Page:Revue des Deux Mondes - 1880 - tome 39.djvu/430

Le texte de cette page a été corrigé et est conforme au fac-similé.
424
REVUE DES DEUX MONDES.

nous pliâmes sous la fatigue, — et, aux clartés douteuses du crépuscule — nous revînmes à la maison, — sur le char rustique d’un de nos voisins !

Rapides et charmantes, les heures — passaient pour nous sans être comptées, — et nous trouvaient toujours tranquilles et rians. — Même quand la nuit, noire et froide, — nous jetait bienveillamment sur notre couche, — nous jouions encore ensemble dans nos rêves.

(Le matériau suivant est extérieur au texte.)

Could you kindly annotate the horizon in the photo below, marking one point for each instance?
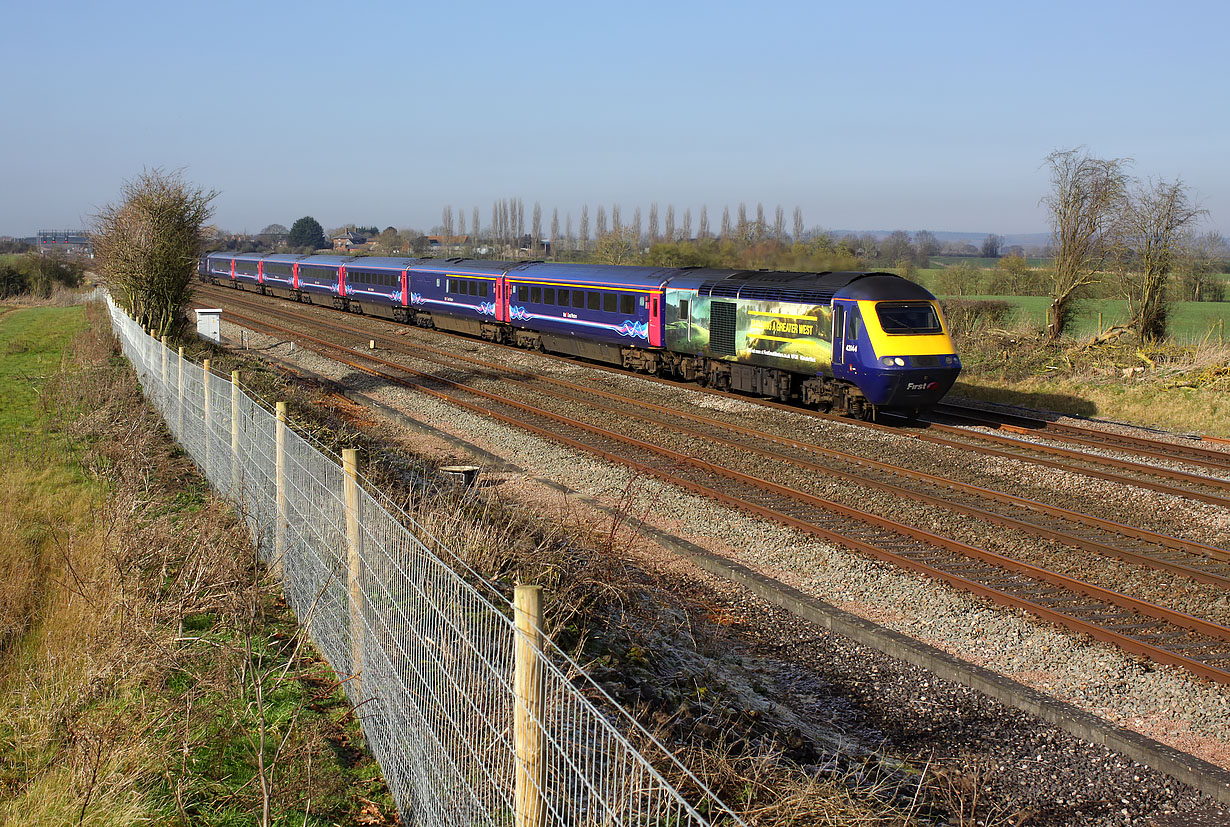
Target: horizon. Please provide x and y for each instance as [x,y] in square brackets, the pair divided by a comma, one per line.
[920,118]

Et combien d’autres épisodes qu’il faudrait citer ! le jeune étudiant partant pour la ville, accompagné des conseils et des avertissemens de la famille, son joyeux retour aux vacances, la description des plaines de Castille, la douloureuse surprise du jeune homme, rencontrant dans les manières de son amie une réserve à laquelle il n’avait pas été habitué, sa chute terrible du haut de la vieille tour où il va solitaire dévorer ses douleurs, la douce et angélique figure qui se penche sur son chevet pendant son délire, les explications échangées, le touchant aveu de la jeune fille, les promesses de bonheur et d’éternel amour. Mais cette idylle doit finir tristement, comme une élégie. Lorsqu’il revient pour la seconde fois, le jeune homme ne trouve plus à embrasser que le corps inanimé de sa fiancée.

Tout différent d’effet et de ton est le Vertige, sombre récit que remplissent les épouvantables visions du remords. Dans une tour gigantesque, au bord de la mer, vit un noble et puissant baron, Juan de Tabarés, l’effroi de la contrée, qui, depuis des années, détient son propre frère au fond d’un cachot. Cependant il ne se sent pas tranquille.


. . . . . . La nuit sereine dort — d’un vague sommeil ; — la lune resplendit — dans le firmament sans nuages, — et l’air est si calme qu’on le dirait immobile.

Quand la tempête commence — à se déchaîner dans l’âme, — comme ton calme est insupportable, — ô mère nature ! — Tu ne donnes jamais à l’humaine tristesse — la consolation tant désirée, — et, dans les momens de deuil, — noire peine est encore plus aiguë, — sous l’impassible et muette — indifférence du ciel.


Don Juan fait sortir le prisonnier, le conduit dans un lieu désert, et là, cherchant à légitimer sa haine, lui propose un duel ; celui-ci refuse et tombe aussitôt frappé à mort. Le meurtrier ne songe plus qu’à s’enfuir ; mais déjà sa raison s’égare, un voile de sang obscurcit ses yeux, des vapeurs rouges couvrent la terre, la mer et le ciel. Saisi de vertige, il court, il court, mais en vain, car plus il avance, plus il voit de près le cadavre de son frère, et les yeux du nouvel Abel sont toujours ouverts et comme cloués sur lui.